Pethokoukis Podcast: An interview with economist Scott Sumner on market monetarism

In this edition of my Ricochet-AEI podcast, I chat with economist Scott Sumner, professor of economics at Bentley University and author of the must-read TheMoneyIllusion blog.

Professor Sumner is probably best known for his advocacy of “market monetarism,”   a contrarian critique of the Federal Reserve, that says a) mismanaged monetary policy — not the housing bust or Wall Street greed — caused the Great Recession, and b) its continued tight money policy is a big reason why the economic recovery is so weak and unemployment is so high. Think of it as an update on Milton Friedman’s approach to monetary policy.

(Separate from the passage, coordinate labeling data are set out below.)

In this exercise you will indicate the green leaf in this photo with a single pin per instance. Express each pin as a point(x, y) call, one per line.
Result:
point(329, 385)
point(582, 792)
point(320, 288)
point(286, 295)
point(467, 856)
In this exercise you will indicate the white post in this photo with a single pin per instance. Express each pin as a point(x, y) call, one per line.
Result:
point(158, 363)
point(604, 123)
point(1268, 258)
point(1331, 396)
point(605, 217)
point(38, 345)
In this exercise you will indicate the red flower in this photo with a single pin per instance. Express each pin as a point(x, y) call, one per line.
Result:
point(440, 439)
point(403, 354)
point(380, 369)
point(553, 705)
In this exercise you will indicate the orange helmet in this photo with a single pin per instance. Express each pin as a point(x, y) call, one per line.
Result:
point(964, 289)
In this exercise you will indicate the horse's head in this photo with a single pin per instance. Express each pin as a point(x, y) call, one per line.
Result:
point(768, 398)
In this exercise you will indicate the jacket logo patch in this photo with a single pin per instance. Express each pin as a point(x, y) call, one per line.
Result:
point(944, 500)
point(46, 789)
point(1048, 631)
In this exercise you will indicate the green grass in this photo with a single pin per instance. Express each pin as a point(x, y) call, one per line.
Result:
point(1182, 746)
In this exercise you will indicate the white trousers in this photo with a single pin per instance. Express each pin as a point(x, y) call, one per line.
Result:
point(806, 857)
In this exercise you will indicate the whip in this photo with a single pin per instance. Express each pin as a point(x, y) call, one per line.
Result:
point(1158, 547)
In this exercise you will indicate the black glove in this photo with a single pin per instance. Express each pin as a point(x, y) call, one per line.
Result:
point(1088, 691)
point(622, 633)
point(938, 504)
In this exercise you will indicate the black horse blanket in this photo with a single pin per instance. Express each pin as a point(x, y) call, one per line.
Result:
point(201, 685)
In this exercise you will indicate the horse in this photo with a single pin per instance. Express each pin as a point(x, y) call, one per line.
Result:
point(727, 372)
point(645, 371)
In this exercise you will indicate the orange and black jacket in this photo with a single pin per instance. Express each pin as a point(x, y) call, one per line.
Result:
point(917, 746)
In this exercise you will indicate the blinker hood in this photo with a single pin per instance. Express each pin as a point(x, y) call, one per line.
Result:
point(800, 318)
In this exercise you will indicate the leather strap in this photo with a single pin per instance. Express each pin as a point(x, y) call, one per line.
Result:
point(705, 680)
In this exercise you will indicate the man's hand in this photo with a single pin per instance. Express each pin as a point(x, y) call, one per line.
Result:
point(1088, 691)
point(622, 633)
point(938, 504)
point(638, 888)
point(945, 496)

Time magazine recently described Sumner as “most vocal supporter of NGDP targeting .. a strategy whereby the Federal Reserve, instead of trying to keep inflation stable and unemployment low, would announce its intention of taking any action necessary to maintain a long run nominal GDP growth rate target. This would mean that instead of buying up a certain amount of bonds like the Fed has done with QEs 1 and 2, it would set a target for the effect of those bond purchases and then, in theory, buy up as many securities as necessary to make it happen.”

That’s right, Sumner wants a more active Fed to boost the economy — and thinks other free-market conservatives should, too.


One thought on “Pethokoukis Podcast: An interview with economist Scott Sumner on market monetarism

  1. Aside from the merits or lack thereof in Sumner’s core argument, there is a problem with his solution: real-time measurement. Interest rates are known on a daily basis. Posted prices (and therefore inflation) can be tracked weekly. Unemployment numbers provide a more erratic benchmark, with different measures leading to widely differing results. Still, some measures are available on a weekly basis, such as the number of applicants for unemployment compensation. GDP is not only impossible to calculate on a current basis, it usually requires constant revision. Even years after the fact, numbers are being revised, so that economists can try to figure out what was actually happening back when. Nominal GDP is no easier to track than real GDP. If the Fed were to use this as its target, it would be flying blind, with only some low-resolution, backward-pointing radar to guide it.